Educational Codeforces Round 7--B. The Time

B. The Time
time limit per test
1 second
memory limit per test
256 megabytes
input
standard input
output
standard output

You are given the current time in 24-hour format hh:mm. Find and print the time after a minutes.

Note that you should find only the time after a minutes, see the examples to clarify the problem statement.

You can read more about 24-hour format here https://en.wikipedia.org/wiki/24-hour_clock.

Input

The first line contains the current time in the format hh:mm (0 ≤ hh < 24, 0 ≤ mm < 60). The hours and the minutes are given with two digits (the hours or the minutes less than 10 are given with the leading zeroes).

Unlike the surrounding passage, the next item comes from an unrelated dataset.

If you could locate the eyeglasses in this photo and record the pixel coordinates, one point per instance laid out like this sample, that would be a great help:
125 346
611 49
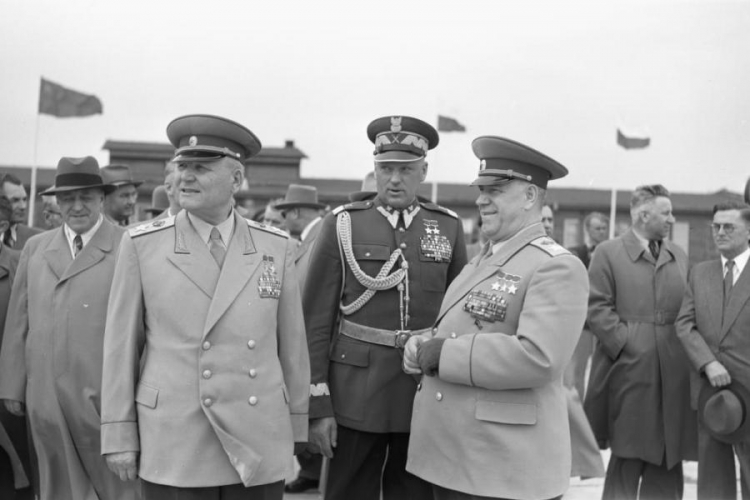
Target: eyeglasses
728 228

The second line contains integer a (0 ≤ a ≤ 104) — the number of the minutes passed.

Output

The only line should contain the time after a minutes in the format described in the input. Note that you should print exactly two digits for the hours and the minutes (add leading zeroes to the numbers if needed).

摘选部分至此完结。